Author(s): Margaret A. Knuth; Stephen F. Ackley

Linked Author(s): Stephen Ackley, Margaret Knuth

Keywords: No Keywords

Abstract: In situ sea ice data taken from a Dec 1999-Feb 2000 cruise aboard the RVIB Nathaniel B. Palmer is compared with Special Sensor Microwave/Imager (SSM/I) satellite data from the same period. The in situ data comes from analysis of helicopter video covering over 18,000 km (track line) of the Ross Sea and from shipboard observations taken throughout the cruise. The ship measurements showed a complex of thick (3m) multiyear large floes with 1m thick snow and first year floes of thinner ice (<1.5m) with less, but still substantial snow covers (0.2-0.4m). Sea ice concentrations from both the Bootstrap and NASA Team Algorithms are used here for comparison.

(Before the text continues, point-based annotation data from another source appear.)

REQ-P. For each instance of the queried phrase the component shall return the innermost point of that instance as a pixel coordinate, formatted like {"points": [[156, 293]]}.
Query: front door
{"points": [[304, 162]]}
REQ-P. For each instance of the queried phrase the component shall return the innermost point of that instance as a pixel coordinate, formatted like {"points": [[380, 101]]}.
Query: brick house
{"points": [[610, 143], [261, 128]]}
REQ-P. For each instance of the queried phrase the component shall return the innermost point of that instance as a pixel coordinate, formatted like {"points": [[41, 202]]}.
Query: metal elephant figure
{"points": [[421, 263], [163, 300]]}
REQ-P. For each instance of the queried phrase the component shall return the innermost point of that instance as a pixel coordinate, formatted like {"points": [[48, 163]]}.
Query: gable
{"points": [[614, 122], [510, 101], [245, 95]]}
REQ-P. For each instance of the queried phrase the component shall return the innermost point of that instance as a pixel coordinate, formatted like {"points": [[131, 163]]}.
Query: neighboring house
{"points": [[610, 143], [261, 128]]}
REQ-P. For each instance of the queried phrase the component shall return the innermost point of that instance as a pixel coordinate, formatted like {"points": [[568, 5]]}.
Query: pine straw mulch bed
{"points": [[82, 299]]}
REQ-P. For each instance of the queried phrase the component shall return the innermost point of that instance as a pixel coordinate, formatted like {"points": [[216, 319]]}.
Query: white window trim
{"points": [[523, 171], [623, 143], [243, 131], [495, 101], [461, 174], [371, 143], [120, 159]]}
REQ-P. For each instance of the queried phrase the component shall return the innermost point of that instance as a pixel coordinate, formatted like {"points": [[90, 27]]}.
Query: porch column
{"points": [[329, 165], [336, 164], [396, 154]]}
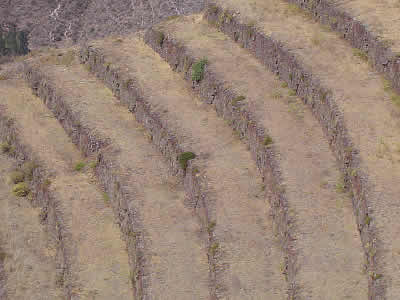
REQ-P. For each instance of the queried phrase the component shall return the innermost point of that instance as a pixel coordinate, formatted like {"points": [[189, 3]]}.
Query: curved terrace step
{"points": [[357, 112], [372, 26], [167, 247], [95, 259], [329, 258], [247, 261], [28, 252]]}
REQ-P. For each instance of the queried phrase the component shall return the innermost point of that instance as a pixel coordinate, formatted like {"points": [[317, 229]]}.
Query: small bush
{"points": [[214, 248], [46, 183], [276, 95], [340, 185], [268, 141], [17, 177], [79, 166], [160, 38], [211, 227], [213, 9], [198, 70], [361, 54], [68, 58], [5, 147], [237, 100], [184, 158], [106, 197], [93, 164], [28, 169], [21, 189]]}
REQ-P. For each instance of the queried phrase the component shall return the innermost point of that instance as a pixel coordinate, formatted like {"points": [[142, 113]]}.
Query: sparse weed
{"points": [[367, 220], [184, 158], [46, 183], [268, 141], [67, 58], [106, 197], [5, 147], [198, 70], [21, 189], [17, 177], [79, 166], [276, 94], [340, 185], [360, 54], [211, 227], [28, 169], [93, 164], [237, 100], [213, 9], [173, 17], [160, 38], [214, 248]]}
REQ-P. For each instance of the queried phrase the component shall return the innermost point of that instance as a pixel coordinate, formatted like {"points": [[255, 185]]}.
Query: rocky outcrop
{"points": [[50, 22], [12, 41]]}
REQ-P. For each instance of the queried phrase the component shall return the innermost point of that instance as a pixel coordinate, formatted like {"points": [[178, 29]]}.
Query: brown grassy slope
{"points": [[29, 252], [88, 221], [371, 26], [172, 261], [308, 167], [52, 21], [368, 110], [245, 269]]}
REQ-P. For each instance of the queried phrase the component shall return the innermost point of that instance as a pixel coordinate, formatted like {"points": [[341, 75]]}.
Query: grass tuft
{"points": [[198, 70], [268, 141], [237, 100], [21, 189], [79, 166], [361, 54], [5, 147], [160, 38], [28, 169], [184, 158], [17, 177]]}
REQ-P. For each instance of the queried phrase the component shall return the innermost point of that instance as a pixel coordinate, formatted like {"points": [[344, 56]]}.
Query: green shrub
{"points": [[79, 166], [106, 197], [28, 169], [184, 158], [93, 164], [268, 141], [21, 189], [237, 100], [198, 70], [5, 147], [361, 54], [160, 38], [17, 177]]}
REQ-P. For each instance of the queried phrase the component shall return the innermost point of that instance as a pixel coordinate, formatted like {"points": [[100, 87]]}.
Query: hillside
{"points": [[250, 150], [49, 22]]}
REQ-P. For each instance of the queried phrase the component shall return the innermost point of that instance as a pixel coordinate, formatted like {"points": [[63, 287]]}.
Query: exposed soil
{"points": [[28, 251], [50, 22], [306, 162], [370, 116], [239, 208], [90, 232], [175, 259]]}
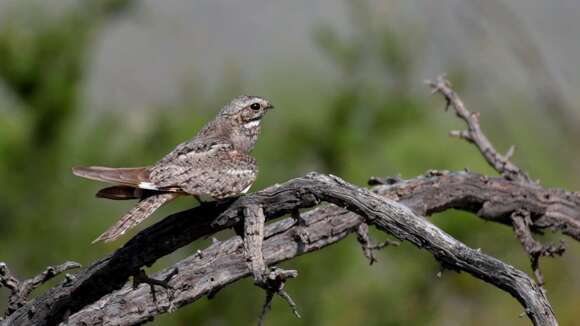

Previous work has suggested possible errors in estimating concentration, especially in summer, from microwave satellite data. Our objectives include attempted validation, with quantifiable errors, of these two widely used techniques to convert passive microwave data to ice concentrations in summer, using the helicopter video data base as the comparison data. We found that only 50% of the variance in video summer ice concentration is explainable by the passive microwave satellite data. Further, the passive microwave has the troubling nonstationary characteristic of overpredicting concentration at low concentrations and underpredicting ice concentration at higher video concentrations.